So how many threads are actually executing at once?
This question has to do with shared memory bank serialisation issues, but has wider implications.
All the discussions I've come across regarding global memory coalescing and shared memory conflicts talk exclusively about half warps of 16 threads. It seems to be that if your half warp is well behaved, then regardless of what any other threads in your block may or may not be doing, your memory access will be well behaved.
Example: suppose we have a warp of threads with indeces 0 through 31. If threads 0 through 15 have no shared memory bank conflicts, then the shared memory access for this half warp will be conflict-free regardless of what threads 16 through 31 are doing.
As I see it, we have two options:
1.) A full warp of 32 threads is executed at once.
1.a.) This means shared memory is split in two - 8KB servicing the first half warp and 8KB servicing the second half warp. In this case any bank conflicts in half-warp two have no effect on the shared memory servicing half-warp one, since the two banks are physically separated.
2.) Only 16 threads are executed at once.
Point 1.a) above is odd, since it means that if we had a block of 32 threads and the first half warp requested more than 8KB of shared memory, the memory would have to span the two physically separated shared memory banks. Presumably then either the request would fail, or else the half warp would have be further split up into blocks (and serialised) until each block requested less than 8KB shared memory. In the extreme case with one thread requesting more than 8KB, what would happen?

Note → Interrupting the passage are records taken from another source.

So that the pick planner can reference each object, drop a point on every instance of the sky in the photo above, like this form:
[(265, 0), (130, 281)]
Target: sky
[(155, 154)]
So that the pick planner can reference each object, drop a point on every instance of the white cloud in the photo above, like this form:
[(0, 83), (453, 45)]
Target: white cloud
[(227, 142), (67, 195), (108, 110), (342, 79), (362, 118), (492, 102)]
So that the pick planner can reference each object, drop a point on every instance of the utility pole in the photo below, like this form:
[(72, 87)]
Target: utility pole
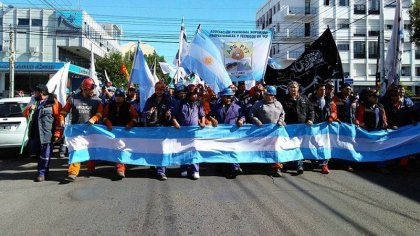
[(12, 63)]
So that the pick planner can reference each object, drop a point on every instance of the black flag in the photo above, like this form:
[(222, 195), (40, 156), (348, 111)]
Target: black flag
[(319, 63)]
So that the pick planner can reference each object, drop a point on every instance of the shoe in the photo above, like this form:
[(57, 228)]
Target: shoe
[(300, 170), (277, 172), (196, 175), (71, 178), (121, 174), (384, 171), (162, 177), (184, 173), (235, 173), (40, 179), (325, 169)]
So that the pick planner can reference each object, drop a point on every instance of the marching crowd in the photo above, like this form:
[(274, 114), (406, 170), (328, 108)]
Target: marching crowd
[(198, 105)]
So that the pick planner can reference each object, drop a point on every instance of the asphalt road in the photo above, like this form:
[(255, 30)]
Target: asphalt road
[(341, 203)]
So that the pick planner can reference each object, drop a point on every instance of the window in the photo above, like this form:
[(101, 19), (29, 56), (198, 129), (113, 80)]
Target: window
[(343, 26), (405, 71), (360, 9), (359, 49), (23, 21), (343, 47), (374, 7), (373, 50), (343, 3), (36, 22), (307, 29)]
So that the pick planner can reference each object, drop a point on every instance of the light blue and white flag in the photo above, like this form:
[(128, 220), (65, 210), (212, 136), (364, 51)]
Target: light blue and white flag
[(205, 60), (395, 49), (167, 146), (58, 84), (245, 52), (141, 75)]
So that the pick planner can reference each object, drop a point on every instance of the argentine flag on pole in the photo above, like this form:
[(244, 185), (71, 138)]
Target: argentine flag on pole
[(58, 83), (141, 75), (205, 60)]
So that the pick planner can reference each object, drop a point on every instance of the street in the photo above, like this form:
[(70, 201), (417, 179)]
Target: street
[(340, 203)]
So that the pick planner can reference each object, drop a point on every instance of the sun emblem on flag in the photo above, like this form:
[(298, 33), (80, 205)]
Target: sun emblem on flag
[(208, 60)]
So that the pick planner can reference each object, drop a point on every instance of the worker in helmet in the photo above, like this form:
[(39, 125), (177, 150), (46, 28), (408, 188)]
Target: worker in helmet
[(120, 113), (84, 107)]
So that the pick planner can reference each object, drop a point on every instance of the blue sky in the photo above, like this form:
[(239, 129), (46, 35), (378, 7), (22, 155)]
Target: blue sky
[(157, 22)]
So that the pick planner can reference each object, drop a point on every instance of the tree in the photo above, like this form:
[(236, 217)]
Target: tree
[(150, 59), (414, 14), (114, 61)]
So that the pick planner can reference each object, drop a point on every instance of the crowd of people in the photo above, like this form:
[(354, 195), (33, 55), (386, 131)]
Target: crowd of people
[(197, 104)]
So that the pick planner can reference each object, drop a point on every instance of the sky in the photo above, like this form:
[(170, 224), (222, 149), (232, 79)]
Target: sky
[(157, 22)]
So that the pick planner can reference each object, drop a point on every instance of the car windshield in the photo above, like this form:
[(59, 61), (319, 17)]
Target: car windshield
[(12, 109)]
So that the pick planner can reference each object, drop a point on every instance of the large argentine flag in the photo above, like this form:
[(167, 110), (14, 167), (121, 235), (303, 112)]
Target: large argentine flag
[(205, 60), (141, 75), (167, 146)]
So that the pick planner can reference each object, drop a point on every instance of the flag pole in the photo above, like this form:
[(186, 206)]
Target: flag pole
[(26, 129)]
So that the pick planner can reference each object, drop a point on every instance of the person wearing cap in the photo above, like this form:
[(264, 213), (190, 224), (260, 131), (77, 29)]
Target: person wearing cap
[(108, 93), (157, 111), (255, 94), (329, 90), (84, 107), (189, 112), (44, 128), (228, 112), (371, 116), (122, 114), (325, 111), (299, 110), (269, 111)]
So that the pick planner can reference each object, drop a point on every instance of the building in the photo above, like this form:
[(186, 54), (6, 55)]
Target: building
[(355, 26), (44, 39)]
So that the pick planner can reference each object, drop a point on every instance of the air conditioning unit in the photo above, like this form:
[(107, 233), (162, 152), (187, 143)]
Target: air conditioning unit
[(34, 50)]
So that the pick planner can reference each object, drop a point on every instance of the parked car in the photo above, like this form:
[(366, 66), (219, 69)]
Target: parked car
[(12, 121)]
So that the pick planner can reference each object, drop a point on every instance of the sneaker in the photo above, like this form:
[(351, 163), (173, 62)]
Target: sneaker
[(40, 179), (196, 175), (325, 169), (184, 173), (235, 173), (277, 173), (300, 170), (121, 174), (71, 178), (162, 177)]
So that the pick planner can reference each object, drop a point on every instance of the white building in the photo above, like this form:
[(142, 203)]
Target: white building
[(355, 26), (44, 39)]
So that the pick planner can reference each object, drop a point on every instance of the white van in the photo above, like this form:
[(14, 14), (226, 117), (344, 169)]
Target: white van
[(12, 121)]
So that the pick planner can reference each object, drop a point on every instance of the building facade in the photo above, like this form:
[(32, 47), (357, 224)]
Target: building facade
[(355, 26), (44, 39)]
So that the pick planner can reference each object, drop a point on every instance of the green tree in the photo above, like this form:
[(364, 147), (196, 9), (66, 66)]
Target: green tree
[(414, 14), (114, 62)]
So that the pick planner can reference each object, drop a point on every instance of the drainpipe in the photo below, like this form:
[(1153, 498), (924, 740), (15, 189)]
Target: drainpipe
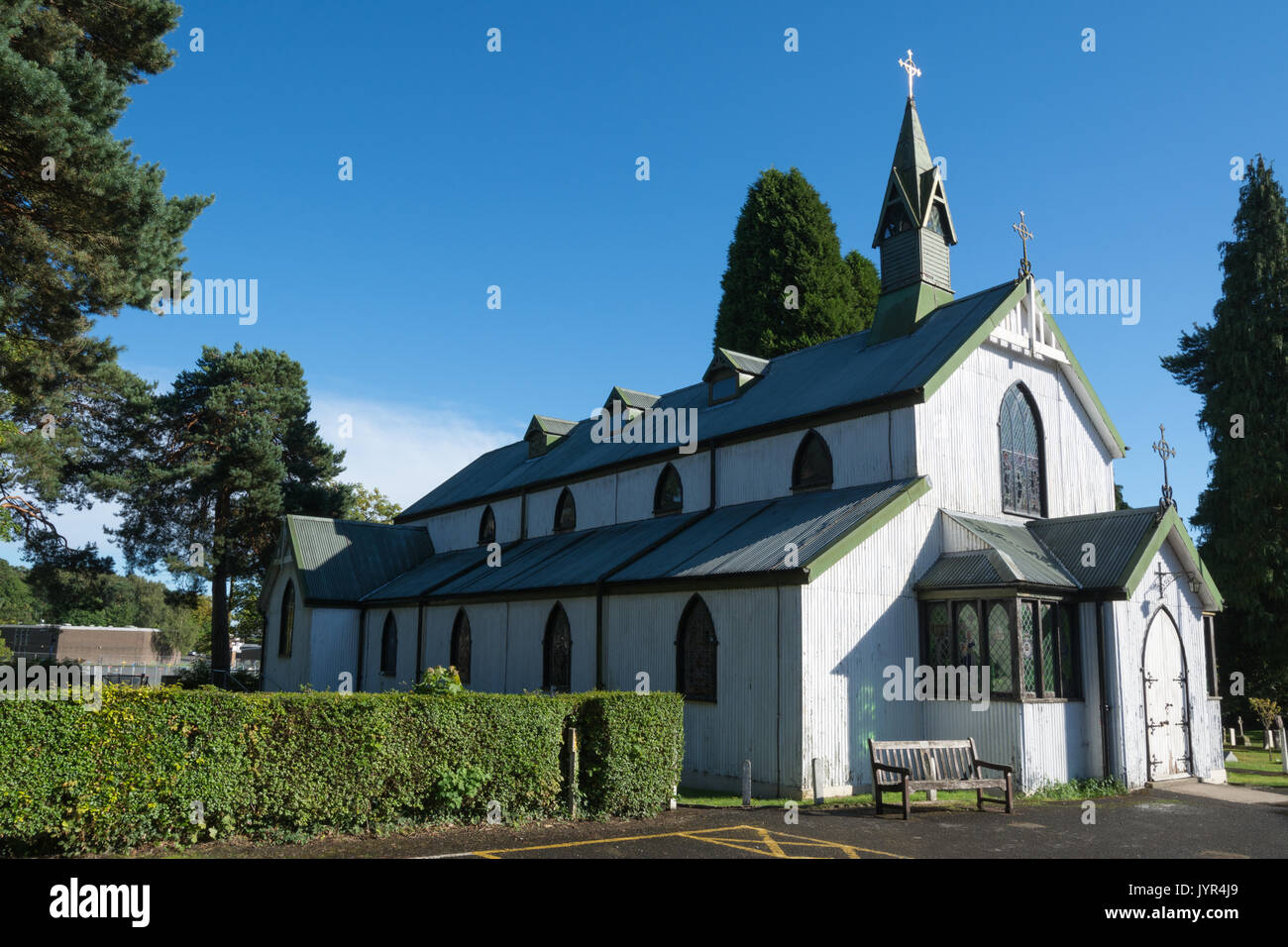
[(362, 642), (1104, 688)]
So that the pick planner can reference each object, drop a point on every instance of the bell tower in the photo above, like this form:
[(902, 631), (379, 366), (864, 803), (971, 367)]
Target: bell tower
[(914, 231)]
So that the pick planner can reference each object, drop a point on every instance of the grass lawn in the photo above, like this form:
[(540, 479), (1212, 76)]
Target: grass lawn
[(1078, 789), (1254, 767)]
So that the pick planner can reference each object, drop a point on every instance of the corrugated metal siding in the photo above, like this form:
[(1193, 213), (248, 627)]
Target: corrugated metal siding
[(958, 444), (1127, 646), (859, 617), (743, 723), (334, 642)]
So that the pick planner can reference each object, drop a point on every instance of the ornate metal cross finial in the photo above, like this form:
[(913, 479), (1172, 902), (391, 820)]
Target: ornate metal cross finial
[(1164, 450), (911, 68), (1025, 236)]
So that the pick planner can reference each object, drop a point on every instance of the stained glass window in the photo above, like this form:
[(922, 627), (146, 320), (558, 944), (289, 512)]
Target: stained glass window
[(566, 512), (1000, 648), (1021, 454), (487, 527), (1047, 612), (696, 652), (389, 647), (1028, 647), (462, 642), (669, 495), (812, 464), (940, 639), (557, 652), (286, 621), (967, 635)]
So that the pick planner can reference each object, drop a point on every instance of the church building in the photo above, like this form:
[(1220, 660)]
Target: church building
[(849, 532)]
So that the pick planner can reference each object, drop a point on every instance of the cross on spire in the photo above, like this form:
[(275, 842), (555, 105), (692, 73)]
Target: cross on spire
[(911, 68), (1025, 236), (1164, 450)]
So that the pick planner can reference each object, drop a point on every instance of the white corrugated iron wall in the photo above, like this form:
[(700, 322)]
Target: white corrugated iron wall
[(755, 705), (1131, 620), (958, 446), (334, 641), (858, 618)]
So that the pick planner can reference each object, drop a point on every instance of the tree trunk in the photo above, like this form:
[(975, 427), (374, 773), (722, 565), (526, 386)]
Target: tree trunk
[(220, 659)]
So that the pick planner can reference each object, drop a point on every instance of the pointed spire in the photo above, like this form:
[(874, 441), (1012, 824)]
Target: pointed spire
[(914, 231)]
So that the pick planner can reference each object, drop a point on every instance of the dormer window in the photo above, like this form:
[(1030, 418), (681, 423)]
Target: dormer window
[(566, 512), (730, 373), (669, 495), (812, 466)]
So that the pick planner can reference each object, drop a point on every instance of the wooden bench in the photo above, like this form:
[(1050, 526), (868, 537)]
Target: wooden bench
[(915, 766)]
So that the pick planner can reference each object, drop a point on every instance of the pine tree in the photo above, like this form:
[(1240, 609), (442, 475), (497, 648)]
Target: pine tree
[(227, 454), (786, 285), (84, 230), (1237, 365)]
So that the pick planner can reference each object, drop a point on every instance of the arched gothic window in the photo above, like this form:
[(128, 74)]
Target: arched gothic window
[(389, 647), (557, 652), (696, 652), (1022, 470), (669, 495), (286, 621), (566, 512), (487, 527), (460, 659), (812, 464)]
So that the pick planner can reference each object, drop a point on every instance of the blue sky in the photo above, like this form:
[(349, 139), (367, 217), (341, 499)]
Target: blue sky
[(518, 169)]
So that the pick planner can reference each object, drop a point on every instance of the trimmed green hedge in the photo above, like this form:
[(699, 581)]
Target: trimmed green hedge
[(181, 766)]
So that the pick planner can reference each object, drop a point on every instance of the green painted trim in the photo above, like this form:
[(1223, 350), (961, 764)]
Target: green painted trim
[(1150, 545), (1081, 373), (862, 531), (974, 342)]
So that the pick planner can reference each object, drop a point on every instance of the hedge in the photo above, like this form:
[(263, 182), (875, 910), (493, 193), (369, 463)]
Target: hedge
[(183, 766)]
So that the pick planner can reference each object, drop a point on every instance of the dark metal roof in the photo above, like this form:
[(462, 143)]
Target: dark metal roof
[(835, 373), (754, 536), (1117, 536), (962, 571), (340, 560)]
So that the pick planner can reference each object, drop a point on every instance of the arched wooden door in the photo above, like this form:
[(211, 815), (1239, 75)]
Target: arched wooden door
[(1167, 706)]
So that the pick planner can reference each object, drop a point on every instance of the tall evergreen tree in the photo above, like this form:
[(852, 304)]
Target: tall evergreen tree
[(1237, 365), (84, 230), (228, 451), (785, 237)]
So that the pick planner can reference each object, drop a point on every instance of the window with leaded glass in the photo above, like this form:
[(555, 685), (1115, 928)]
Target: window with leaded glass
[(566, 512), (389, 647), (669, 495), (1020, 437), (557, 652), (487, 527), (286, 621), (812, 464), (1000, 648), (696, 652), (462, 642)]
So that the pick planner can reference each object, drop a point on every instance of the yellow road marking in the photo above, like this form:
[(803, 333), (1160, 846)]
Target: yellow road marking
[(773, 843)]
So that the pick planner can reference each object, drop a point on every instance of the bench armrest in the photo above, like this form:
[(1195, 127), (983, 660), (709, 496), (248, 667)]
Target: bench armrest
[(1004, 767), (898, 771)]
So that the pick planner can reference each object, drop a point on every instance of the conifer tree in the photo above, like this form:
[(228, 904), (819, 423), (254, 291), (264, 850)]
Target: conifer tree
[(786, 285), (1237, 365)]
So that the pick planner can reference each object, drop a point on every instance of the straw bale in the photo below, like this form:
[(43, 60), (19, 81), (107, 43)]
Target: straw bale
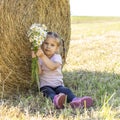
[(16, 16)]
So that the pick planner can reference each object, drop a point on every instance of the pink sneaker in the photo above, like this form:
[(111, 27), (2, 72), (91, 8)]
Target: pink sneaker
[(59, 100), (84, 102)]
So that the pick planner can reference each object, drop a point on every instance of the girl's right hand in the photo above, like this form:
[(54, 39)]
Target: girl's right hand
[(40, 53), (33, 54)]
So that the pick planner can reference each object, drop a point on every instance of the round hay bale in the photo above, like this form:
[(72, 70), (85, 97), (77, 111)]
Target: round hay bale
[(15, 19)]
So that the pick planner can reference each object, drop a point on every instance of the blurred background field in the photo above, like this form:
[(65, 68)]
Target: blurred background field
[(92, 68)]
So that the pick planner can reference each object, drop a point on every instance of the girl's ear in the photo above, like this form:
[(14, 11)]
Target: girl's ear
[(58, 50)]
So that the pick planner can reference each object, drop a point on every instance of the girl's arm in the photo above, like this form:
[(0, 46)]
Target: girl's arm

If the shared memory is then not split into two physically separated banks, does this mean that only 16 threads are executed at once? If so, why bother talking about a warp when the basic unit of execution is a half warp?
In addition, are these 16 threads then implicitly synchronised? That is, if I write a kernel with no conditionals (either in my code or any code that I call), could I be guaranteed that the 16 threads are always synchronised in that they are always executing the same instruction at the same time?